Linking Gaussian Process regression with data-driven manifold embeddings for nonlinear data fusion
This work addresses the challenge of accurate statistical modeling with limited high-fidelity data, which is incremental as it builds on existing multifidelity fusion techniques by incorporating mathematical algorithms and connections to embedology.
The paper tackles the problem of improving prediction accuracy in Gaussian Process regression by fusing few high-fidelity data with many low-fidelity data, demonstrating that using additional functions like derivatives or shifts of the low-fidelity model can drastically enhance the approximation of the high-fidelity function.
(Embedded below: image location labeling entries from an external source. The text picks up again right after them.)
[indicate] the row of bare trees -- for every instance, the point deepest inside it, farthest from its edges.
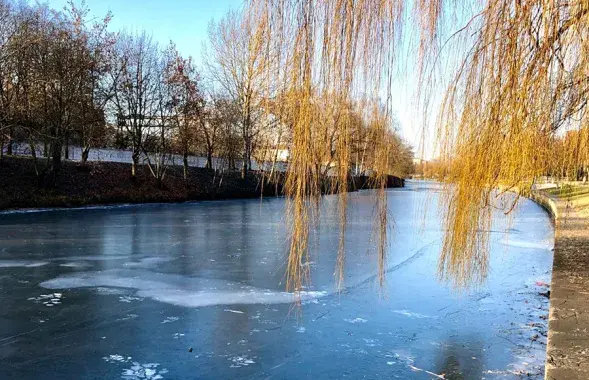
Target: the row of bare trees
(65, 79)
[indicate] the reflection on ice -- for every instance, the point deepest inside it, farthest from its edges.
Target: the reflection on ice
(179, 290)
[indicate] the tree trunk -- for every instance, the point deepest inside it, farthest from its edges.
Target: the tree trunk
(56, 156)
(85, 154)
(185, 160)
(135, 158)
(9, 148)
(209, 159)
(245, 167)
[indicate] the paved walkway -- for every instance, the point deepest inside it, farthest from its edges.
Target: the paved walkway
(567, 355)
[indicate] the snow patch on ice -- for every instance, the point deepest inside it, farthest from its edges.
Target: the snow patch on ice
(542, 244)
(234, 311)
(148, 371)
(76, 265)
(22, 264)
(356, 320)
(411, 314)
(240, 361)
(170, 320)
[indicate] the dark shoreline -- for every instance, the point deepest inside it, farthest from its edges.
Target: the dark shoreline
(110, 184)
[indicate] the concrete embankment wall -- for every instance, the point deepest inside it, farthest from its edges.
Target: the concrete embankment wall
(567, 351)
(110, 183)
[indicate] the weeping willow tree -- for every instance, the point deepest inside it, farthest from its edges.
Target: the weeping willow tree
(519, 77)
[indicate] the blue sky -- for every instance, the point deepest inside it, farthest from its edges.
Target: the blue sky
(183, 21)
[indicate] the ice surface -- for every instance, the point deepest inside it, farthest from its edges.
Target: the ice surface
(411, 314)
(179, 290)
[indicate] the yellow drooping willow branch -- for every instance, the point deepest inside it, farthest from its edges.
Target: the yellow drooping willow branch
(329, 57)
(523, 84)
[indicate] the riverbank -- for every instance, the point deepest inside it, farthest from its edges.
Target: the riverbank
(567, 352)
(104, 183)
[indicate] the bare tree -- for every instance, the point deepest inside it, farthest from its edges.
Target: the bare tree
(240, 62)
(134, 76)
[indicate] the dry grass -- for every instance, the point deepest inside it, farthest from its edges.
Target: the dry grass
(522, 82)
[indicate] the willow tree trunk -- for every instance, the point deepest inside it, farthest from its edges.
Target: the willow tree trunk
(185, 161)
(9, 147)
(85, 154)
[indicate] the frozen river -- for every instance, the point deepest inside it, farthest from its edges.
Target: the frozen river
(195, 291)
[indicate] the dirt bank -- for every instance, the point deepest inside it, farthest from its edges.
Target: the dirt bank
(110, 183)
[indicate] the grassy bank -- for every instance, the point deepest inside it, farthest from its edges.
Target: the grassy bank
(99, 183)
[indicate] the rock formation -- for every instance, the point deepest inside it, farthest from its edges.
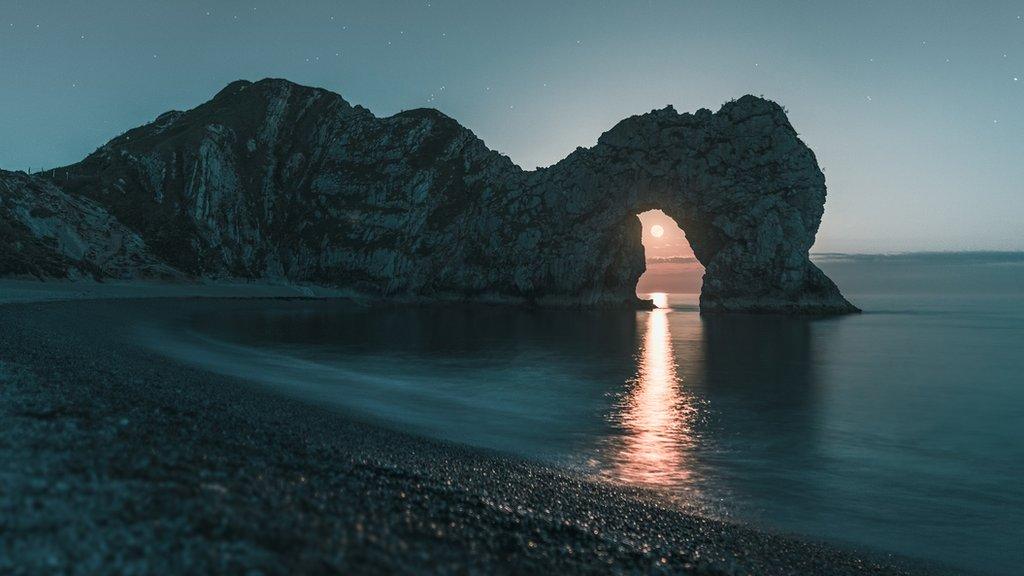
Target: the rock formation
(275, 180)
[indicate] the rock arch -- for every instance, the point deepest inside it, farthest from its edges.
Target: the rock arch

In statistical modeling with Gaussian Process regression, it has been shown that combining (few) high-fidelity data with (many) low-fidelity data can enhance prediction accuracy, compared to prediction based on the few high-fidelity data only. Such information fusion techniques for multifidelity data commonly approach the high-fidelity model $f_h(t)$ as a function of two variables $(t,y)$, and then using $f_l(t)$ as the $y$ data. More generally, the high-fidelity model can be written as a function of several variables $(t,y_1,y_2....)$; the low-fidelity model $f_l$ and, say, some of its derivatives, can then be substituted for these variables. In this paper, we will explore mathematical algorithms for multifidelity information fusion that use such an approach towards improving the representation of the high-fidelity function with only a few training data points. Given that $f_h$ may not be a simple function -- and sometimes not even a function -- of $f_l$, we demonstrate that using additional functions of $t$, such as derivatives or shifts of $f_l$, can drastically improve the approximation of $f_h$ through Gaussian Processes. We also point out a connection with "embedology" techniques from topology and dynamical systems.